On my flight today, I played around with several dataframe operations. I wouldn’t say I learned anything new. The majority of the hour went to refreshing my understanding of window functions.

Fittingly, the example I was studying consisted of flights data:

+--------+-----+--------+------+-----------+
|    date|delay|distance|origin|destination|
+--------+-----+--------+------+-----------+
|01011245|    6|     602|   ABE|        ATL|
|01020600|   -8|     369|   ABE|        DTW|
|01021245|   -2|     602|   ABE|        ATL|
|01020605|   -4|     602|   ABE|        ATL|
|01031245|   -4|     602|   ABE|        ATL|
|01030605|    0|     602|   ABE|        ATL|
...

You may recognize this US flights delay dataset.
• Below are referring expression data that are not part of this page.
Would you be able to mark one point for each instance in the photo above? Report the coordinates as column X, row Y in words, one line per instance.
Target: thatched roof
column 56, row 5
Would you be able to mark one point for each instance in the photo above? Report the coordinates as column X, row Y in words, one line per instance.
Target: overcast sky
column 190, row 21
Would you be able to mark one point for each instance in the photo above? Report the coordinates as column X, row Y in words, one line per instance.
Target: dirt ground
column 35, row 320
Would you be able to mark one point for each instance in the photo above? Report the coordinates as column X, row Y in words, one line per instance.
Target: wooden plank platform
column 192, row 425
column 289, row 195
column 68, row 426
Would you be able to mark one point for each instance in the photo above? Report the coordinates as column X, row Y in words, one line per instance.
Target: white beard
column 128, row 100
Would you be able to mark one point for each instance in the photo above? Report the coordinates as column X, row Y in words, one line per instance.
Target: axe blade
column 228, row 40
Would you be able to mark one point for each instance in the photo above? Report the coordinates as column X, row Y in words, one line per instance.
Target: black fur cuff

I had to calculate the top 3 destinations with the largest delays for every origin. This can be solved with so-called window functions.

I wrote a Common Table Expression (CTE) that first aggregated the delay by origin and destination. Subsequently, I created a rank column by a windowed function that ranks each row over each origin. Keeping the top 3 rows then gives the top 3 destinations with the largest delay for every origin:

WITH departureDelaysTotals AS (
  SELECT origin, destination, SUM(delay) AS delayTotal
  FROM departureDelays
  WHERE
    origin IN ('SEA', 'SFO', 'JFK') AND 
    destination IN ('SEA', 'SFO', 'JFK', 'DEN', 'ORD', 'LAX','ATL')
  GROUP BY origin, destination
)

SELECT origin, destination, delayTotal, rank
FROM 
  (
    SELECT
      origin,
      destination,
      delayTotal,
      dense_rank() OVER (
        PARTITION BY origin
        ORDER BY delayTotal DESC
      ) as rank
    FROM departureDelaysTotals
  )
WHERE rank <= 3

Not exactly novel, but it was nice to review window functions.